NASA Releases Audio From A Black Hole And It’s Creepy

NASA has released the sound of a black hole screaming across light years and, unsurprisingly, it is terrifying.

By Nathan Kamal | Published

Related:
NASA Releases Wild Sounds Of Meteorites Hitting Mars

nasa black hole
Image converted using ifftoany

They say that in space, no one can hear you scream. That is not only a great tagline for a classic science fiction film, it is true that sound waves cannot travel through the vacuum of empty space. Despite that, NASA has found a way to capture audio that seems to be emanating from a supermassive black hole some 240 light years from our own solar system. As you might expect, the sound that NASA has presented as the song of a black hole to the world is utterly alien, terrifying, and a taste of cosmic darkness you might find in a goth ambient album. Have a listen, if you dare:

That sound is emanating from what is known as the Perseus Cluster. It is a collection of galaxies bound together by an even more massive cloud of incredibly hot gas, forming one of the single most mind-bogglingly huge objects that have ever been observed in the known universe. That this cluster of galaxies exists at all would be fascinating enough, but in 2003, researchers at Cambridge University discovered that the gas that surrounds and connects the Perseus Cluster together is, in a word, rippling. As NASA explains, to a scientist, ripples in a gas equal sound and they believe this to be originating from an inconceivably huge black hole in the center of the cluster that causes pressure changes in the gas. Scientists being what they are, NASA converted astronomical data collected from the gas into sound waves, approximating what the sound could sound like if anyone ever could ever hear it.
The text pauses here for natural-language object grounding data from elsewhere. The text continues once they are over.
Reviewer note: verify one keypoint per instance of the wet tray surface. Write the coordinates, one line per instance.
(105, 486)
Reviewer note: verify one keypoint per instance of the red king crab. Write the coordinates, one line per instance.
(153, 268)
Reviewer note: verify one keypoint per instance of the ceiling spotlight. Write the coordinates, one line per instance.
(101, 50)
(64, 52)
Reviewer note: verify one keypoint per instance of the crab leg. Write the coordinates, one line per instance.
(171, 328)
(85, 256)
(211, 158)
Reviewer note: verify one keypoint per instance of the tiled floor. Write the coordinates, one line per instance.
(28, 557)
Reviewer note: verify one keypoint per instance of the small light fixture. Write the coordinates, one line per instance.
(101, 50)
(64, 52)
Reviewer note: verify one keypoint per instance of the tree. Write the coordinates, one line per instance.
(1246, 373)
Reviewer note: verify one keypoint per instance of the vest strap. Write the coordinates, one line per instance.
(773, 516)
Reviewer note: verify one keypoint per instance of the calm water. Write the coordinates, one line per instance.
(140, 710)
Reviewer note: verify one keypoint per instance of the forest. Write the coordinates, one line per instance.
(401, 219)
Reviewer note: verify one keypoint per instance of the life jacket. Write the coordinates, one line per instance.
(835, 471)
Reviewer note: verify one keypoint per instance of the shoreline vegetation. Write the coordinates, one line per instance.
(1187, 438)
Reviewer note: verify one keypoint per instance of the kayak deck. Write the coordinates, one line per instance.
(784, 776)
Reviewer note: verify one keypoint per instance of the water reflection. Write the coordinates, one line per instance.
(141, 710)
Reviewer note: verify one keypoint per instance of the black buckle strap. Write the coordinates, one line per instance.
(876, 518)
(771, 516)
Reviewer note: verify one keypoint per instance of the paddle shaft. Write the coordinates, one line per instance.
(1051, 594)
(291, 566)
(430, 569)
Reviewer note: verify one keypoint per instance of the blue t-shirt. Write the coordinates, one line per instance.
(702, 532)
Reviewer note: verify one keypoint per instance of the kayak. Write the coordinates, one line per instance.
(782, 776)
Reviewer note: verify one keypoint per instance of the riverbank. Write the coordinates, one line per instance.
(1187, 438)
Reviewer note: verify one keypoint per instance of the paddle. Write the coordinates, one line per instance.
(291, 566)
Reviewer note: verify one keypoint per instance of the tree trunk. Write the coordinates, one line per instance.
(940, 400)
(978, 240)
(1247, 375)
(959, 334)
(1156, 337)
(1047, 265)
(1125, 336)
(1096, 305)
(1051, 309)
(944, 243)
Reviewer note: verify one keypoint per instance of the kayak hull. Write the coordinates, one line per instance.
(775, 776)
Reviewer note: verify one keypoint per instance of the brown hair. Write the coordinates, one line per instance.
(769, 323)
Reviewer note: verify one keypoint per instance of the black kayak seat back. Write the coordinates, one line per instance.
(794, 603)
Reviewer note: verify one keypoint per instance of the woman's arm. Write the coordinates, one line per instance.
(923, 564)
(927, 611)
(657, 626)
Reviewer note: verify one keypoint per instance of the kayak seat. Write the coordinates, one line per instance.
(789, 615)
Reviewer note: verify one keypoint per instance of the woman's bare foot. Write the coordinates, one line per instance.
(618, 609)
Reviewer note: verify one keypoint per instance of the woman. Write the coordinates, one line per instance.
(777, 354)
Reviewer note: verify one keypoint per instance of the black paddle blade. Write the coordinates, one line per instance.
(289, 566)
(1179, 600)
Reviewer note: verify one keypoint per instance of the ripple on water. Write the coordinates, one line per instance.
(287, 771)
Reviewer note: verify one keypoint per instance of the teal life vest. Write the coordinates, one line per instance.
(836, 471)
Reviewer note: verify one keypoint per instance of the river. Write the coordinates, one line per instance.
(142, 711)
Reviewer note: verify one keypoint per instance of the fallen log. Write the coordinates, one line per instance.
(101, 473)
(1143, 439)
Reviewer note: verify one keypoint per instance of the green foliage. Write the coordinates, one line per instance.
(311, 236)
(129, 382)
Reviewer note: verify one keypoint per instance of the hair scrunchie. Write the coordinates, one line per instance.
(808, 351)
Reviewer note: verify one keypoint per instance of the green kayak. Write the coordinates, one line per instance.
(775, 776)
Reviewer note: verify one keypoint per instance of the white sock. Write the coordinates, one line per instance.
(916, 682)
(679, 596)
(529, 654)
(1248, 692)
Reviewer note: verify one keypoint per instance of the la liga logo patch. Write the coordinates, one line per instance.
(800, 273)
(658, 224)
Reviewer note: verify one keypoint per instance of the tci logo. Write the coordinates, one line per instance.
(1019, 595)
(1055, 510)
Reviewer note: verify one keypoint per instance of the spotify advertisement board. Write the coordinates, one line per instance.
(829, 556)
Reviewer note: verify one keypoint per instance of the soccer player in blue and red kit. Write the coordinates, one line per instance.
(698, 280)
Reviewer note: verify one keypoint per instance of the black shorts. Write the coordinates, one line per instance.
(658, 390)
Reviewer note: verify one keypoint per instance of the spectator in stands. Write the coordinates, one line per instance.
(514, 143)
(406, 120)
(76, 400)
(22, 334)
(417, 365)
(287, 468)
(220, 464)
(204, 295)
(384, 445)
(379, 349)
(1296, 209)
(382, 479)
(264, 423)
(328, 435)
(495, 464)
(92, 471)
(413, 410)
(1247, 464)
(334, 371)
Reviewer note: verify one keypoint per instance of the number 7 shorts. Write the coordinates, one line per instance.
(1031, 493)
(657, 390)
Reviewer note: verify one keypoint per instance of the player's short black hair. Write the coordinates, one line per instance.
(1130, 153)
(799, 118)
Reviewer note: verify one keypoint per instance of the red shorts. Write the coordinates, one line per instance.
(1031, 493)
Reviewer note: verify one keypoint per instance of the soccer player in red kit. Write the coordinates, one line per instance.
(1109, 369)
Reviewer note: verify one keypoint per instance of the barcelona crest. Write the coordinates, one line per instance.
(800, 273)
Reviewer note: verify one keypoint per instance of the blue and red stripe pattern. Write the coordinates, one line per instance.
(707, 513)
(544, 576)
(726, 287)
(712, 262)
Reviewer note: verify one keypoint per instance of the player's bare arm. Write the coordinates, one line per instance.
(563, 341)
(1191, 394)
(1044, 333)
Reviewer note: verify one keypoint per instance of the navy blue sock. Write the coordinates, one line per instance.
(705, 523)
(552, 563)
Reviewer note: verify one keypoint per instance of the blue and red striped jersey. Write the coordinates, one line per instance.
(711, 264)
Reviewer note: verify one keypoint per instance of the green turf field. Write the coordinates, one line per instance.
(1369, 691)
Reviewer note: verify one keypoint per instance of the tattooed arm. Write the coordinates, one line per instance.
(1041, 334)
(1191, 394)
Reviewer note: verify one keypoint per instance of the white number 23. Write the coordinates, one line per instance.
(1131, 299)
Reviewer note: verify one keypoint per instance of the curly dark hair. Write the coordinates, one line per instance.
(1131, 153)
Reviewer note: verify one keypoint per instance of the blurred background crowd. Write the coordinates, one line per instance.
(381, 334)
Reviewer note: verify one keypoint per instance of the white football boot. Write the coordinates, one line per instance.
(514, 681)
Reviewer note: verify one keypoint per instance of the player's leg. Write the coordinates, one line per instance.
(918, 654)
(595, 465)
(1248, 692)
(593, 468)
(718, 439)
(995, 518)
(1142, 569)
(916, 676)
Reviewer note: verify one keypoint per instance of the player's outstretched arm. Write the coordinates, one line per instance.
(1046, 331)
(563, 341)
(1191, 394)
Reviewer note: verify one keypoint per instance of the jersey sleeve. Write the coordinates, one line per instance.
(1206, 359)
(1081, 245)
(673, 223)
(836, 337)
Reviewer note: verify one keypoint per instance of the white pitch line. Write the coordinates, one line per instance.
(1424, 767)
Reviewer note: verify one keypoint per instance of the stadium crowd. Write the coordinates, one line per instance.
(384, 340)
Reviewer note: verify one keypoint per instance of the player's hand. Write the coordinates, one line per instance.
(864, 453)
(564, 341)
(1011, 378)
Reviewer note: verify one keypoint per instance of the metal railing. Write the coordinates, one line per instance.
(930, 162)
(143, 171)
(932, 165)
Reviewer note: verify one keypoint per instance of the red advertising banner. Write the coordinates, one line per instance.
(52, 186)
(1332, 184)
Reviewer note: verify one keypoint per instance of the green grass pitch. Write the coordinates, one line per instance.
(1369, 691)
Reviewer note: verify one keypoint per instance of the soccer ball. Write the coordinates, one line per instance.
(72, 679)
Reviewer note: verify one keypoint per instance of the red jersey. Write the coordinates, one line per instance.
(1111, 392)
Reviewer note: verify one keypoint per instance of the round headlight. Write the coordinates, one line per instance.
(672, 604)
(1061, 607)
However, it is definite that no one ever will. For one thing, the Perseus Cluster is hundreds of light years away (and rapidly moving away from us). For another, the actual sound is 57 octaves below a middle C note; at best, humans can hear about 10 octaves below that middle note. However, this NASA interpretation of the sound is the best we will likely ever come to understanding what it would be like if a black hole tried to express itself in musical form. 

NASA also has to make the assumption that the sound is ultimately coming from a black hole in the Perseus cluster due to a number of factors. For one thing, the cluster is so far away that it makes concrete observations difficult. For another, black holes by definition cannot be observed directly, as their super-dense mass will not allow for light. As such, we can only ever study them by their effects on the space around them. 

NASA has recently been in the news due to the unprecedently clear and detailed photographs it has received from the James Webb Space Telescope. However, it does seem like NASA could also be wowing people by creating some kind of “dark sounds of the universe” playlist and selling downloads. At the very least, the agency has probably sparked a hundred new science fiction stories about the sounds that various astronomical bodies make between themselves.